Book Review: Ghosts of Manhattan

July 22, 2013 Books to Read, Business, Fiction 0

Ghosts of ManhattanGhosts of Manhattan: A Novel
by Douglas Brunt, Fiction (Released October, 2012)
Bottom Line: Read it.
Summary: Amid the 2005 mortgage bubble, thirty five year old Bear Stearns bond trader, Nick Farmer, faces disillusionment with his career decision, personal life, and strategy decisions at Bear.
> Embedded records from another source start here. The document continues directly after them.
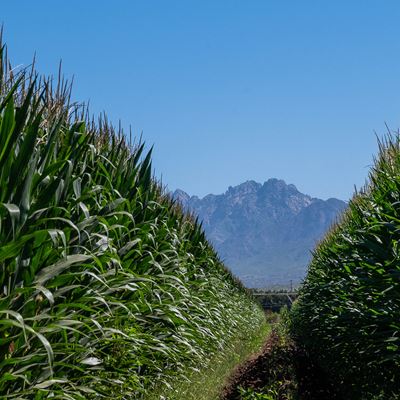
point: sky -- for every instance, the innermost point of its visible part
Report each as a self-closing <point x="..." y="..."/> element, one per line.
<point x="229" y="91"/>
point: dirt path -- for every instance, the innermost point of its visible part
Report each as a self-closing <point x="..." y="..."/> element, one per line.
<point x="282" y="371"/>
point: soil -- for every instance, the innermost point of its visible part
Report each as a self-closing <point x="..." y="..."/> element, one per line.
<point x="282" y="370"/>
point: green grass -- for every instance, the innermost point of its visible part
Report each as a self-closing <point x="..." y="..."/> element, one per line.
<point x="209" y="380"/>
<point x="348" y="311"/>
<point x="107" y="289"/>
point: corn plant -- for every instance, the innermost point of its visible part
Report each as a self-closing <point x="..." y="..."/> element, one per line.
<point x="107" y="289"/>
<point x="348" y="312"/>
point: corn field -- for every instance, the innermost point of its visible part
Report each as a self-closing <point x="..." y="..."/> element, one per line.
<point x="107" y="289"/>
<point x="348" y="312"/>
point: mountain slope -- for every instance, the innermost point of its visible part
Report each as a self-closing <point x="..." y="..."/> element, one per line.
<point x="264" y="232"/>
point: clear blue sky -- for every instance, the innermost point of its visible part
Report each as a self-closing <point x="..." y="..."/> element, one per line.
<point x="229" y="90"/>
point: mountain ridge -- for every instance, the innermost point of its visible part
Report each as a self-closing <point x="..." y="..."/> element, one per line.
<point x="264" y="232"/>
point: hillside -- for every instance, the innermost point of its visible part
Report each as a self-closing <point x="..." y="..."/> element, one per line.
<point x="264" y="232"/>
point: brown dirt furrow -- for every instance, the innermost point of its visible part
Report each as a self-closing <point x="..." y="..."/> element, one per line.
<point x="283" y="371"/>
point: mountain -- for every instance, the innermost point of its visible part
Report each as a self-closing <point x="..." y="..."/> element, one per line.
<point x="264" y="232"/>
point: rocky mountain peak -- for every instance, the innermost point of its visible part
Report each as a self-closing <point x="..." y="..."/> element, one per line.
<point x="264" y="232"/>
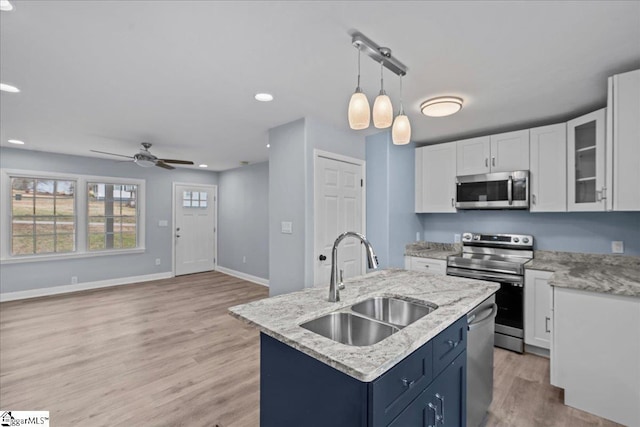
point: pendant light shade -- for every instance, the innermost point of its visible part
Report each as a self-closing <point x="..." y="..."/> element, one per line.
<point x="401" y="131"/>
<point x="359" y="109"/>
<point x="382" y="108"/>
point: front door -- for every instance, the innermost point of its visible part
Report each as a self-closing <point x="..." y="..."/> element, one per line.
<point x="195" y="228"/>
<point x="338" y="208"/>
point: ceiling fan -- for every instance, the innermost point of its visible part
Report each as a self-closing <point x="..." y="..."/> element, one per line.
<point x="145" y="159"/>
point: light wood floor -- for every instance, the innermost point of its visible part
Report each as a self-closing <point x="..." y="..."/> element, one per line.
<point x="166" y="353"/>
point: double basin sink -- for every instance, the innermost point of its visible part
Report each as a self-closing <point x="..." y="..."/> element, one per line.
<point x="372" y="320"/>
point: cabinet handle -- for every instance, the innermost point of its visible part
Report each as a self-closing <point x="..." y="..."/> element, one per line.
<point x="441" y="399"/>
<point x="408" y="383"/>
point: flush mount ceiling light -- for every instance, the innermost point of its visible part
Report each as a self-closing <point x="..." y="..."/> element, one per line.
<point x="8" y="88"/>
<point x="263" y="97"/>
<point x="382" y="108"/>
<point x="441" y="106"/>
<point x="5" y="6"/>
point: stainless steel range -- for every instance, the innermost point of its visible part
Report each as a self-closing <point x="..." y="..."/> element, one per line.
<point x="498" y="258"/>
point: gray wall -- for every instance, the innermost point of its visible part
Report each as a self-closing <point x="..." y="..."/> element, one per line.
<point x="391" y="222"/>
<point x="243" y="219"/>
<point x="589" y="232"/>
<point x="44" y="274"/>
<point x="291" y="260"/>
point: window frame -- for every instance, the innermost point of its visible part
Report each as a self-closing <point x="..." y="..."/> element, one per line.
<point x="82" y="213"/>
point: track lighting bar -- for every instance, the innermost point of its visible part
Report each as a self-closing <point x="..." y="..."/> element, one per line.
<point x="378" y="54"/>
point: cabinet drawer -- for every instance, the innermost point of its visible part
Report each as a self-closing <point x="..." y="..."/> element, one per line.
<point x="394" y="390"/>
<point x="435" y="266"/>
<point x="449" y="344"/>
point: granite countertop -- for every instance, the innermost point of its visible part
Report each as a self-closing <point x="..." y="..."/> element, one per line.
<point x="432" y="249"/>
<point x="610" y="274"/>
<point x="280" y="317"/>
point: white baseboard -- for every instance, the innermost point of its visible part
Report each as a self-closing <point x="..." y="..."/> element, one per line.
<point x="33" y="293"/>
<point x="244" y="276"/>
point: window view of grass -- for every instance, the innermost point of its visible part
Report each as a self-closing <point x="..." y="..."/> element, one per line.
<point x="112" y="216"/>
<point x="42" y="216"/>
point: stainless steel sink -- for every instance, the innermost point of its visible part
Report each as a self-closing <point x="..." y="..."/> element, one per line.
<point x="351" y="329"/>
<point x="396" y="311"/>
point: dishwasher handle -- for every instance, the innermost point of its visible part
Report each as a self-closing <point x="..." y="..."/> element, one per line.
<point x="473" y="323"/>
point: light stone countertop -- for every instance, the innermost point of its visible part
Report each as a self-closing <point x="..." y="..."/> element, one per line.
<point x="610" y="274"/>
<point x="280" y="317"/>
<point x="432" y="250"/>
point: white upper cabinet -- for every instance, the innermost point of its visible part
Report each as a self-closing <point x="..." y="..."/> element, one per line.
<point x="473" y="156"/>
<point x="503" y="152"/>
<point x="435" y="178"/>
<point x="586" y="190"/>
<point x="623" y="142"/>
<point x="510" y="151"/>
<point x="548" y="172"/>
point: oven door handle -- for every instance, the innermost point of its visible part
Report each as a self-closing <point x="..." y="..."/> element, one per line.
<point x="473" y="323"/>
<point x="486" y="276"/>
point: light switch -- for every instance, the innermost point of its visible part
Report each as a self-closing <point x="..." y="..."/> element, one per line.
<point x="287" y="227"/>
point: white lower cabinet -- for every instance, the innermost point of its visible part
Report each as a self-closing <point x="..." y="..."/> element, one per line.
<point x="537" y="308"/>
<point x="595" y="353"/>
<point x="427" y="265"/>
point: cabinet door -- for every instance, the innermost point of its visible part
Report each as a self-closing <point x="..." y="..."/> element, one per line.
<point x="438" y="176"/>
<point x="585" y="162"/>
<point x="473" y="156"/>
<point x="510" y="151"/>
<point x="623" y="141"/>
<point x="537" y="308"/>
<point x="548" y="172"/>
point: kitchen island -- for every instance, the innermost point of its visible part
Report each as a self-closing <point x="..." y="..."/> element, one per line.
<point x="307" y="379"/>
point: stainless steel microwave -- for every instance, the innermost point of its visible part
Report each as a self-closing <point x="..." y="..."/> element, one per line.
<point x="501" y="190"/>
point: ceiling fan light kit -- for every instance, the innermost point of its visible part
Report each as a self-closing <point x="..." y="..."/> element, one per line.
<point x="359" y="117"/>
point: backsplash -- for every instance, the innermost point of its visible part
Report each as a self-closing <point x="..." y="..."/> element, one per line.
<point x="585" y="232"/>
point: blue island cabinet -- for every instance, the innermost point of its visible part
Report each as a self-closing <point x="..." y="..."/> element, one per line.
<point x="426" y="388"/>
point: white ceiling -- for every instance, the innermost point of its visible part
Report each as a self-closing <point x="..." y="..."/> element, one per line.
<point x="106" y="75"/>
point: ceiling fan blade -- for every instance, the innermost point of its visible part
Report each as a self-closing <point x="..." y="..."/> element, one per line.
<point x="178" y="162"/>
<point x="162" y="164"/>
<point x="111" y="154"/>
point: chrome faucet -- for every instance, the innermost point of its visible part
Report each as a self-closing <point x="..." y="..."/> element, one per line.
<point x="334" y="293"/>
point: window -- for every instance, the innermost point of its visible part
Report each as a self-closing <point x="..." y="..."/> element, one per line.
<point x="43" y="216"/>
<point x="113" y="216"/>
<point x="46" y="216"/>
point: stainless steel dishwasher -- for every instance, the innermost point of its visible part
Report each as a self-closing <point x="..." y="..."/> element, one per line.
<point x="481" y="324"/>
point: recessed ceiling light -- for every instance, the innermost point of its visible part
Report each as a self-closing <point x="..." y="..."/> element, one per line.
<point x="441" y="106"/>
<point x="8" y="88"/>
<point x="263" y="97"/>
<point x="5" y="6"/>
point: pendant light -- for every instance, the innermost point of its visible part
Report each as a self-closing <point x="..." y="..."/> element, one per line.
<point x="382" y="108"/>
<point x="359" y="117"/>
<point x="401" y="131"/>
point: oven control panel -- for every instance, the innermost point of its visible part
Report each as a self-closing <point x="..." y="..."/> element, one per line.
<point x="498" y="240"/>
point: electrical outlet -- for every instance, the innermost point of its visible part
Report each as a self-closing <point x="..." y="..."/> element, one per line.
<point x="617" y="247"/>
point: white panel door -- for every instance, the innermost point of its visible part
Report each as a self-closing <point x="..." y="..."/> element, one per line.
<point x="548" y="174"/>
<point x="338" y="208"/>
<point x="195" y="222"/>
<point x="510" y="151"/>
<point x="473" y="156"/>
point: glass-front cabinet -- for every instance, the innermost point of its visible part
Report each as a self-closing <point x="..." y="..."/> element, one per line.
<point x="585" y="162"/>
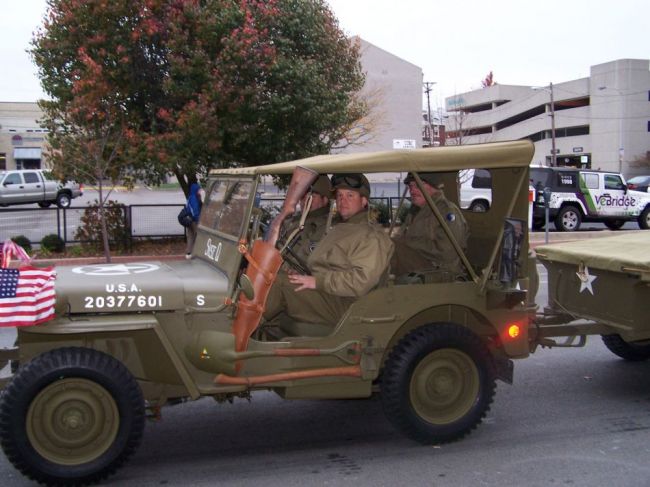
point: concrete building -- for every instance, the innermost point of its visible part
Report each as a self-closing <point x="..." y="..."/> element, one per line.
<point x="22" y="140"/>
<point x="394" y="91"/>
<point x="599" y="122"/>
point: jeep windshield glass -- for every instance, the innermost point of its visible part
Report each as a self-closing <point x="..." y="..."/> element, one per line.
<point x="224" y="207"/>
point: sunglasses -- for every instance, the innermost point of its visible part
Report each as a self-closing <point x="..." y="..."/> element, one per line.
<point x="351" y="180"/>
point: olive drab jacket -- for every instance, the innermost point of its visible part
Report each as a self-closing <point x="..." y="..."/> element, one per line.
<point x="312" y="233"/>
<point x="423" y="245"/>
<point x="352" y="259"/>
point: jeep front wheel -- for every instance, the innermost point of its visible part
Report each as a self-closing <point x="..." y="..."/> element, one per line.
<point x="568" y="219"/>
<point x="71" y="416"/>
<point x="438" y="383"/>
<point x="644" y="219"/>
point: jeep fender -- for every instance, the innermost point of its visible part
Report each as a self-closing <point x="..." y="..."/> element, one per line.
<point x="137" y="341"/>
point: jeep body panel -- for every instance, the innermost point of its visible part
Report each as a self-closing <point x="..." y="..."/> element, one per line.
<point x="19" y="187"/>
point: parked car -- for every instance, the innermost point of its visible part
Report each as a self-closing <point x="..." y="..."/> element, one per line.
<point x="639" y="183"/>
<point x="578" y="195"/>
<point x="476" y="190"/>
<point x="21" y="187"/>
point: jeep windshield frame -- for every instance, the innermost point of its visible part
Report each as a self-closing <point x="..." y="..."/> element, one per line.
<point x="225" y="222"/>
<point x="508" y="163"/>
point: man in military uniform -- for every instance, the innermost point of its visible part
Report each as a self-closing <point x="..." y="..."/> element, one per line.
<point x="350" y="261"/>
<point x="316" y="224"/>
<point x="423" y="245"/>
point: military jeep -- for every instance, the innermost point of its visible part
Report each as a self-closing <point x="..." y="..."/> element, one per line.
<point x="129" y="339"/>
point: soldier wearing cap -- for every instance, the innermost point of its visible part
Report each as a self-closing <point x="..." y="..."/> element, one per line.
<point x="350" y="261"/>
<point x="316" y="224"/>
<point x="423" y="245"/>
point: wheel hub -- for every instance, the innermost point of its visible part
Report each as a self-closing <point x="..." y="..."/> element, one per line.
<point x="444" y="386"/>
<point x="72" y="421"/>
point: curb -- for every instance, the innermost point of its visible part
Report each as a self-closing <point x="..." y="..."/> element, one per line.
<point x="116" y="259"/>
<point x="535" y="239"/>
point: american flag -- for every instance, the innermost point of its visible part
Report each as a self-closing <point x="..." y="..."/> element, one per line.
<point x="27" y="296"/>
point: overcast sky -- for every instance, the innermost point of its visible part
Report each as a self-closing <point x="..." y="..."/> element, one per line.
<point x="455" y="43"/>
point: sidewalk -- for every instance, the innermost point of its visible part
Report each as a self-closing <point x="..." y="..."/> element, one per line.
<point x="538" y="238"/>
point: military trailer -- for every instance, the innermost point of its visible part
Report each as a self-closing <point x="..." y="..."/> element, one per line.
<point x="129" y="339"/>
<point x="598" y="287"/>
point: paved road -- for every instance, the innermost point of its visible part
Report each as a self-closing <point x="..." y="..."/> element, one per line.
<point x="574" y="417"/>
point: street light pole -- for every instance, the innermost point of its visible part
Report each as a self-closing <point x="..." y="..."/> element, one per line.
<point x="553" y="156"/>
<point x="427" y="90"/>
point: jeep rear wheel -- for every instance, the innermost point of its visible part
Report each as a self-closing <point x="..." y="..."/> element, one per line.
<point x="71" y="416"/>
<point x="644" y="219"/>
<point x="568" y="219"/>
<point x="438" y="383"/>
<point x="625" y="350"/>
My Thoughts: My in-laws were the first people to tell me I should read this book and I was a little skeptical because I’d read so many “Wall Street excess tell-alls” that they had started to run together in my head and ceased to be interesting. There’s only so many times you can read about money, drunkenness, cocaine, and hookers before it becomes a bit repetitive. But, this book was different…in a good way! First, it’s fiction and the author was not a Wall Street trader, so it’s technically not a “roman a clef” about his real experience. But, obviously the setting and characters are based on what Wall Street was generally like in the middle of the mortgage bubble. Second, Brunt’s observations about the social hierarchy in the banking/trading/finance world and the situations and characters you encounter there are witty, spot-on, and well said. I would go so far as to say that Brunt comes close to Tom Wolfe territory with his social commentary. Though Brunt does include his fair share of partying, drugs, and prostitutes, it’s the social commentary and his PERFECT analogies that were the most entertaining for me. Nick is also having an inner struggle with his career choice and the effects of that lifestyle on his marriage, which gives the novel more depth than your average Wall Street excess tell-all and makes Nick a more sympathetic character. Finally, this book deals with a theme that a lot of people my age (35, like Nick) are confronting. What happens when you choose a career right out of college, without knowing much about what that career really entails, and thinking you may do that job for a couple years before moving on, then wake up fifteen years later still doing this thing that you never intended to be your life’s work? How do you make a change at age thirty five when many people have families to support and how do you figure out what you really want to do with your life? These are difficult and relatable questions and Nick goes through the range of emotions and thought processes as he’s working this out. Ghosts of Manhattan successfully crosses the Wall Street excess tell-all and the Tom Wolfe-style social satire for a great summer read…particularly for guys. It’s going on my Books for Guys2013 Summer Reading, and Business Books lists.